Mohon tunggu...
Pudji Widodo
Pudji Widodo Mohon Tunggu... Lainnya - Pemerhati Kesehatan Militer.

Satya Dharma Wira, Ada bila berarti, FK UNDIP.

Selanjutnya

Tutup

Kebijakan Artikel Utama

Jadilah Pelaut, Bukan Sekadar Jongos di Kapal

10 Desember 2021   04:39 Diperbarui: 10 Desember 2021   08:48 1276
+
Laporkan Konten
Laporkan Akun
Kompasiana adalah platform blog. Konten ini menjadi tanggung jawab bloger dan tidak mewakili pandangan redaksi Kompas.
Lihat foto
Ilustrasi adegan kesenian ludruk, sumber: henrinurahyo.wordpress.com 30/3/2011

Belenggu mental jongos

Tulisan saya kali ini diawali dengan ilustrasi foto adegan pertunjukan kesenian tradisional Ludruk. Foto tersebut saya unduh dari tulisan Henri Nurcahyo berjudul "Ludruk yang (tidak) Membosankan".

Dari tiga orang yang terlibat dalam adegan di panggung ludruk tersebut, seorang diantaranya berperan sebagai Pekerja Rumah Tangga (PRT). Seorang perempuan yang duduk di lantai bertumpu pada lututnya dengan kain serbet di bahunya, itulah yang berperan sebagai PRT.

Panggung ludruk pada masa remaja saya di Surabaya, sering menampilkan adegan interaksi antara tuan atau nyonya majikan dengan pembantu rumah tangga, pelayan, bedinde atau babu dan jongos atau kacung.

Peran pembantu rumah tangga juga sering ditampilkan oleh grup drama komedi Srimulat di televisi. Freddy Aris adalah pemeran Gepeng, tokoh jongos dalam grup Srimulat yang populer dengan ucapannya "Untung ada saya."

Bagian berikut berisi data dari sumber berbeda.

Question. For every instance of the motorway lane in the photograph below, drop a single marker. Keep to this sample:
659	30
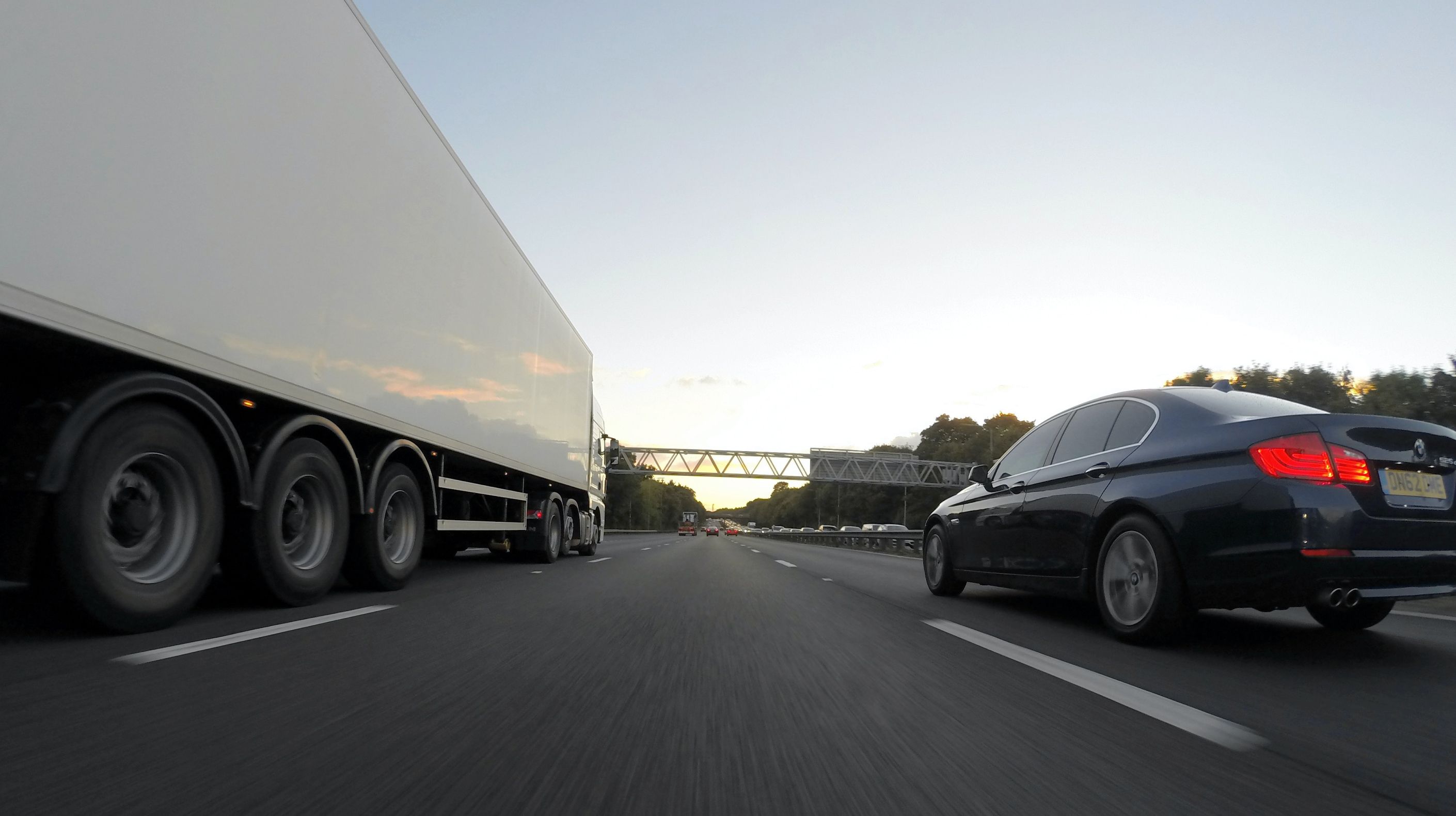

Kosa kata babu dan jongos yang sudah ada sejak jaman kolonial tersebut kini hampir tidak pernah digunakan lagi. Kata jongos dan babu kemudian diganti "Bibi", "Mbak", Pembantu Rumah Tangga dan Asisten Rumah Tangga (ART).

Sebagai pengakuan atas bentuk upaya mencari nafkah yang secara formal terlindungi hak-haknya, maka kini para aktifis pekerja migran menganjurkan agar digunakan istilah Pekerja Rumah Tangga (PRT). Hal ini untuk menghapus makna negatif yang tersemat pada kata pembantu dan mendorong pemerintah mengakui sebagai jenis pekerjaan.<2> .

Nasip jongos dan buruh perkebunan di jaman kolonial menjadi materi naskah pembelaan Soekarno ketika diadili di Bandung pada tahun 1930. Sejarah mencatat bahwa jongos bukan hanya menggambarkan status sosial individu, namun juga martabat suatu bangsa. Sebuah istilah yang menurut Soekarno menempatkan Indonesia terpuruk dalam status yang subordinat di mata bangsa lain. 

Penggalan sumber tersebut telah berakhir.